Mortgage rates took another step higher yesterday following a 3% rally in the stock market. Tame inflation and “not as bad” industrial production numbers have resparked the green shoots theory of a quick economic recovery. Market participants, not wanting to miss out on the rally, quickly sold their fixed income investments to move their money into the higher risk but higher return equity markets. In total, mortgage backed securities moved lower in price (as price moves lower, rates move higher) by 75 basis points which forced all lenders to reprice for the worse with some issuing a couple reprices as the losses snowballed into close. Losing much more was MBS’s closest relative, the benchmark 10 year note, which sold off and moved to a higher yield of 3.63.  Just a few days ago, the 10 year note was trading under 3.30 in yield.  After mortgage rates briefly touched 4.875% the other day, they have quickly turned and by day’s end yesterday par was sitting at 5.25%.

JP Morgan reported much better than expected earnings this morning. Analysts had expected a 5 cents per share earnings but they reported 2nd quarter earnings of 28 cents per share or $2.7 billion. After the much better than expected earnings from Goldman Sachs earlier this week, many anticipated similar results from JP Morgan which fueled the rally in equities.

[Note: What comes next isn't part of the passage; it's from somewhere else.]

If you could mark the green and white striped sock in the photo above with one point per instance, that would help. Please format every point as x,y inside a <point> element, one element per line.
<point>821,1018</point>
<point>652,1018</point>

The U.S. Department of Labor this morning released the weekly jobless claims for unemployment insurance report. This data set calculates the number of Americans who filed for first time unemployment benefits in the prior week.  Today's report indicates that jobless claims fell from last week’s upwardly revised 569,000 to 522,000. Estimates from economists were for 535,000 first time claims. Continuing claims, which reports how many people continue to file due to lack of finding a new job, fell by 642,000 ― its largest amount in history ― from 6.883 million to 6.273 million.   The Labor Department is warning that the better than expected numbers are being distorted by seasonal issues owing to the fact that layoffs in manufacturing happened earlier than usual.

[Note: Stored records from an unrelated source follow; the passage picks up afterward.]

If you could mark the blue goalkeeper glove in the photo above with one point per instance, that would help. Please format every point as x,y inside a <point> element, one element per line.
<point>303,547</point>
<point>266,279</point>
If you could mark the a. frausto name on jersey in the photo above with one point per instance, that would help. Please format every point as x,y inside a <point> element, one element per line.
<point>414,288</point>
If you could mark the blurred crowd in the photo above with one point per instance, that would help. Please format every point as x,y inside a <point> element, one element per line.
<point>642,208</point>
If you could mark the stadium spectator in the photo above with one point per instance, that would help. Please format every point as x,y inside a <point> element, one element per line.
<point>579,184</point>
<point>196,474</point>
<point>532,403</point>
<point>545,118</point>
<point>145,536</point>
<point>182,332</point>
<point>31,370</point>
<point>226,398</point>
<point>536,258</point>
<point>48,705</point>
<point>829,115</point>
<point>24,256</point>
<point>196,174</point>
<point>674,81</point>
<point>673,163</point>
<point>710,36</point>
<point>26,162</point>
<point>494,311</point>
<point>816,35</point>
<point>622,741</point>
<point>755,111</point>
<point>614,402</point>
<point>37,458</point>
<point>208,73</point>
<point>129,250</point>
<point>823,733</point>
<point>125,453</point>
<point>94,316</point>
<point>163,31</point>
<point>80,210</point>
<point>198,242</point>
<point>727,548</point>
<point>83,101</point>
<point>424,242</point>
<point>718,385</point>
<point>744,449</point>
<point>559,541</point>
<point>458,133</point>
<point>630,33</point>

The final report of the day comes from our friends at the Federal Reserve Bank of Philadelphia with the release of the Philly Fed Survey.  This survey lets market participants know the strength of manufacturing around the Philadelphia region. Last month’s survey improved by a large margin moving from -22.6 to -2.2 which was the best reading since September of 2008 and far exceeded estimates. Readings below 0 indicate that business conditions are contracting while readings above 0 indicate expansion. Economists surveyed for this month’s survey were expecting a slight decline to -5.0. The survey in fact showed business conditions in the region contracting more than expected at a -7.5 read. Following the release, both MBS and treasuries moved to their best price of the day.

So far today, the fixed income sector is trying to rebound from the beating they took yesterday. Currently, the benchmark 10 year treasury note is rallying and is currently trading at a yield of 3.51 after closing yesterday at 3.63. MBS are moving higher in price as well and are currently recapturing over half of yesterday’s losses.  Since MBS are moving higher, if you are currently floating continue to do so until later today. This will allow time for lenders to pass along the improvements, but things can change very quickly so we must remain defensive. You can check MBS prices by clicking over to Mortgage News Daily’s Mortgage Rates page.

Reports from fellow mortgage professionals are indicating that the par 30 year fixed rate conventional loan is in the 5.125% to 5.375% range for the best qualified consumers. If you are securing government financing, FHA or VA, expect your rate to be about .25% higher.   The sell off yesterday in MBS should have resulted in higher mortgage rates this morning; however, there are two things helping rates.  First, AQ informs me that most lenders locked in their pipelines in early July at the highs of MBS price which allows them to pass along pricing based on last week’s MBS price.  Secondly, the move higher in interest rates last month has lessened the supply of mortgage applications for lenders to underwrite.  How can a lender encourage more loan applications to be submitted?  That’s right, offer better pricing.